I think the error is somewhere in the tls handshake part. Where exactly is too much to ask of my go capabilities. I’d expect a capability to query for intermediate certificates. But I think I have enough for a good bug report.
A 10 Year Old Bug
Originally, I was prepared to deliver a flaming speech, bashing the irresponsible developers and dragging their names through the mud. What happened to standards? What happened to quality? Is this how the youngsters code? This wouldn’t happen in my days. And get off my lawn!
Then I’ve tried to find if this bug was already reported. I was greeted with over 9000 open issues on Github. Moreover, over 55k issues were closed. Needless to say, I didn’t find this exact issue on the list. A good reminder that we’re all human and hate gets us nowhere.
Suddenly it hit me. The article at archive.org is ten years old. I don’t think my configuration is extra special - just a normal Nginx with a Let’s Encrypt certificate. How did this issue survive for so long? Am I the only one with this problem? My frustration was instantly replaced with confusion. How did this happen?
Am I So Out of Touch?
I was hoping to lift my spirits by mocking the AI debugging capabilities, so I started prompting ChatGPT for help. And wouldn’t you know it - in five queries:
3. Verify the Server’s Certificate Chain
Since Firefox is working but the Go client is not, this can sometimes indicate an incomplete certificate chain. Even if Firefox accepts the certificate, the Go client might not be able to verify all the intermediate certificates.
Solution:
Use a tool like SSL Labs to check if the Forgejo server is presenting a full certificate chain. If it's incomplete, you may need to configure the server to provide all intermediate certificates.

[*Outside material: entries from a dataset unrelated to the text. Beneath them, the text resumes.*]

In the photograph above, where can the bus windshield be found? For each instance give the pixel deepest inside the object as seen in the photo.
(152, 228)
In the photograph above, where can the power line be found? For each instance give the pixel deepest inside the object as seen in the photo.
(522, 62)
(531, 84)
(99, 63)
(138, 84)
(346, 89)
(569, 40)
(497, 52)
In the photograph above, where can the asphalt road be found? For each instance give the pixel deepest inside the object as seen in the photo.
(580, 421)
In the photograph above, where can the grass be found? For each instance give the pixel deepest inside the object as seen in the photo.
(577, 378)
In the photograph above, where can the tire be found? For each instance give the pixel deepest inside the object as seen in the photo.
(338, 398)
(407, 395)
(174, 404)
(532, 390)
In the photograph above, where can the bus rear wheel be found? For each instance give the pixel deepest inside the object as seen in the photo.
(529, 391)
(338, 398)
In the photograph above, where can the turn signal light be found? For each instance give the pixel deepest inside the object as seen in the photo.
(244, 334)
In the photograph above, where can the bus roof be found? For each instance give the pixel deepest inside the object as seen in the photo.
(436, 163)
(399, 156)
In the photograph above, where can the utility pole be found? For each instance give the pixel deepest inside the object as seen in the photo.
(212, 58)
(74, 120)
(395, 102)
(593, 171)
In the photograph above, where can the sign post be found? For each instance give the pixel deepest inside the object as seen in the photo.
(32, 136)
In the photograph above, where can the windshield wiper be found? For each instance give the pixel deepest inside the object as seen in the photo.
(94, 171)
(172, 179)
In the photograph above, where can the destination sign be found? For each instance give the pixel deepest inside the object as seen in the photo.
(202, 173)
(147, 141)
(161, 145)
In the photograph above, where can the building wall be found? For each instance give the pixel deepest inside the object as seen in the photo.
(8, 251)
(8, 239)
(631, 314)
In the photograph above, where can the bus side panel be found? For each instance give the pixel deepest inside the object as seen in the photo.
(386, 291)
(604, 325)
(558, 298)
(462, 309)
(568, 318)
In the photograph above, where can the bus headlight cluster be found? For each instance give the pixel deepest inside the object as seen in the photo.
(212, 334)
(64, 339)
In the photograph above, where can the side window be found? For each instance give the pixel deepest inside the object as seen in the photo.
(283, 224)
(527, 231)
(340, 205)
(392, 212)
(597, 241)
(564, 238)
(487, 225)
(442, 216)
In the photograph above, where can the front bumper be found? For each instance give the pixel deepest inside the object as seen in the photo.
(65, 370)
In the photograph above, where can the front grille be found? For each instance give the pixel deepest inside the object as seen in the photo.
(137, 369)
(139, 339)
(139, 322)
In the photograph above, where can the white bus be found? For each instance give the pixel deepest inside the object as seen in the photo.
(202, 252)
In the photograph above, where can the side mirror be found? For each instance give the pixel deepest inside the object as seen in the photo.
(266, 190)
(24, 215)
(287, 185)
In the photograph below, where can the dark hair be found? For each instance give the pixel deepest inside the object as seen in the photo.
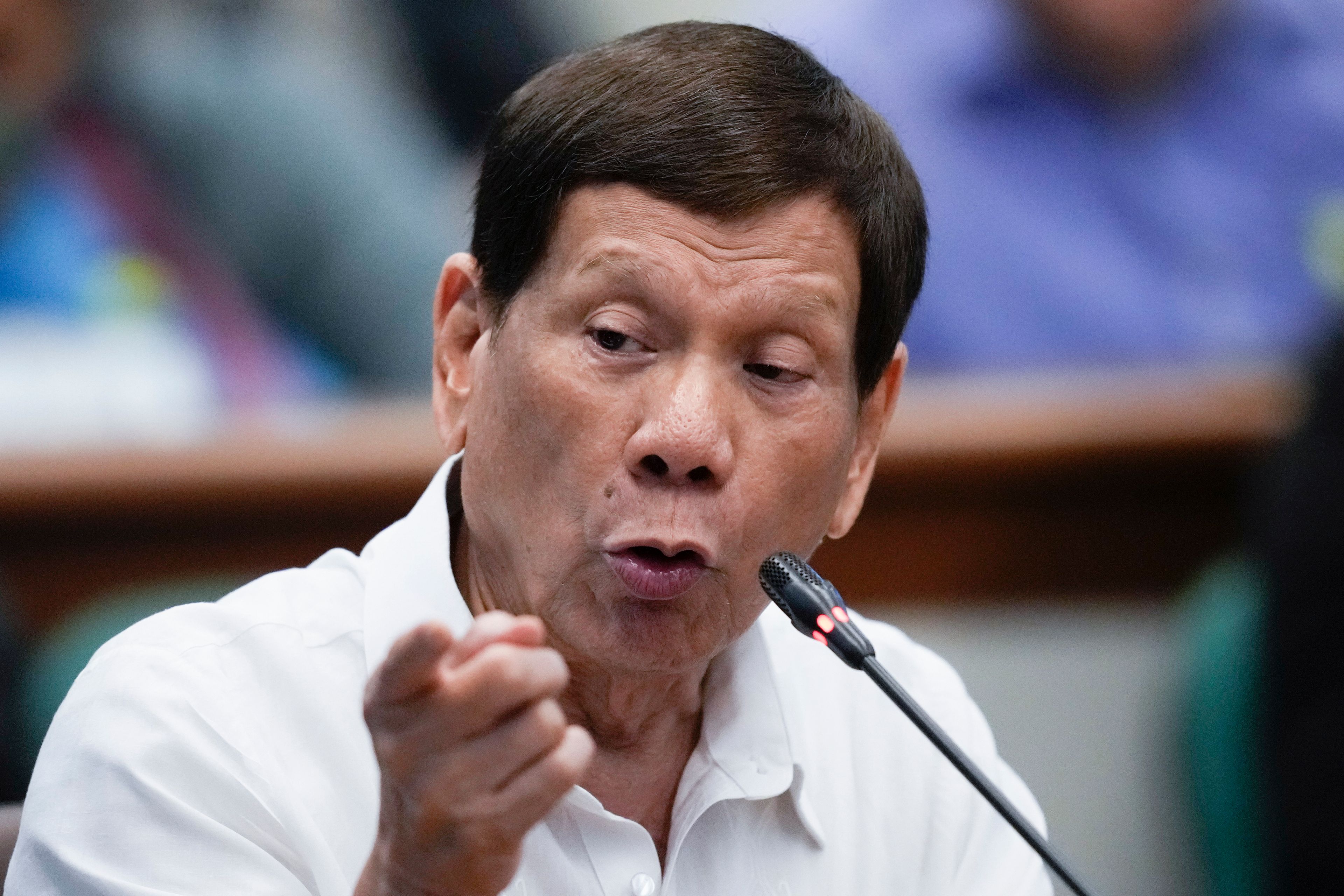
(718, 119)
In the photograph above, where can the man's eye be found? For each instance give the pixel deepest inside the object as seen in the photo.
(611, 340)
(764, 371)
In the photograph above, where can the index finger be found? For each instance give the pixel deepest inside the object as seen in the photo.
(412, 665)
(494, 628)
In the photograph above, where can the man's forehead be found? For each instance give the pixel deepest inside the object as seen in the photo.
(620, 232)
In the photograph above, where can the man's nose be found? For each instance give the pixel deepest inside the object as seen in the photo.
(685, 438)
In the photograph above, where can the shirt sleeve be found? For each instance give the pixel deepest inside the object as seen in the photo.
(996, 859)
(143, 788)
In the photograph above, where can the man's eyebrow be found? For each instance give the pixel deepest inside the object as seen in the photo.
(619, 262)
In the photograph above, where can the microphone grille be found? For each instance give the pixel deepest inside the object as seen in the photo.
(773, 573)
(796, 565)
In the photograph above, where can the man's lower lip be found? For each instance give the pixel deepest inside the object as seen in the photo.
(652, 579)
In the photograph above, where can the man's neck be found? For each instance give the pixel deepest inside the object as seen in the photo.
(646, 725)
(646, 728)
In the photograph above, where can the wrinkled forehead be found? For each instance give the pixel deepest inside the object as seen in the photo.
(617, 233)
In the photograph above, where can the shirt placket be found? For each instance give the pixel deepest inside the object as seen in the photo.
(622, 851)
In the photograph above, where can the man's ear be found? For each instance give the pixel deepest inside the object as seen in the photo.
(462, 319)
(874, 416)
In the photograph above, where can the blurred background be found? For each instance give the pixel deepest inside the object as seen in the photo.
(1113, 496)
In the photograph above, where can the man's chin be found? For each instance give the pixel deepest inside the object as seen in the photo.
(642, 636)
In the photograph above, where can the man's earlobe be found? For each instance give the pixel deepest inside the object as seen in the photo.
(459, 324)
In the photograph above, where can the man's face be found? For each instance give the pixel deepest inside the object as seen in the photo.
(670, 400)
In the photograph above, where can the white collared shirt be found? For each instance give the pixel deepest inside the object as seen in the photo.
(221, 750)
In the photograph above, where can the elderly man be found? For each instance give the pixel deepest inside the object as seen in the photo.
(671, 354)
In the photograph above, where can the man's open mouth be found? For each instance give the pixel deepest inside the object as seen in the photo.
(654, 576)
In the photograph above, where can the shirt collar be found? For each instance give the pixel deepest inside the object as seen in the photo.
(409, 581)
(745, 727)
(409, 576)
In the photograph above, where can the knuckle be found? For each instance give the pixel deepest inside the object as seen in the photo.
(504, 667)
(550, 720)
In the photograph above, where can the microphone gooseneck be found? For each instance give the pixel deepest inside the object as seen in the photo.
(816, 611)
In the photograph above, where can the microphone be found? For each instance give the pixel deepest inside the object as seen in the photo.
(816, 611)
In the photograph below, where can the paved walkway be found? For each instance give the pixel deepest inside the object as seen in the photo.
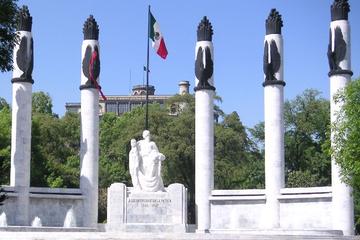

Now I am properly devastated. ChatGPT did in 5 minutes what took me 2 hours. Although it is possible that it would take many more queries if I had no idea what any of this means. Maybe the lesson here is that LLMs are a great force multiplier if you have the basics down?
By this point I can hear the sysadmins laughing. So, I was wrong - the best practice is to include all intermediaries in the chain. Let’s check the SSL Labs benchmark for certs:
Here’s a more thorough treaty on the case - basically the differences between the X.509 RFC 5280 and the SSL/TLS RFC 5246. The view that client should do the work is not ruled out by RFC 5280 and the view that servers should provide full chains is in RFC 5246 appendix F 1.1.1. This is also a reminder that these RFCs are awesome and should be read whenever needed.
One Of Those Days
All is well that ends well. In this case, the runner is running:
I’ve learned something new. I’ve also exercised my debugging abilities. Yes, I could have spent the time differently, and now I get why a lot of people are worried about AI. It’s one of those maneuvers that will stick with you for time to come. And hey, maybe my post will help another poor soul staring at a cryptic certificate error. Take care!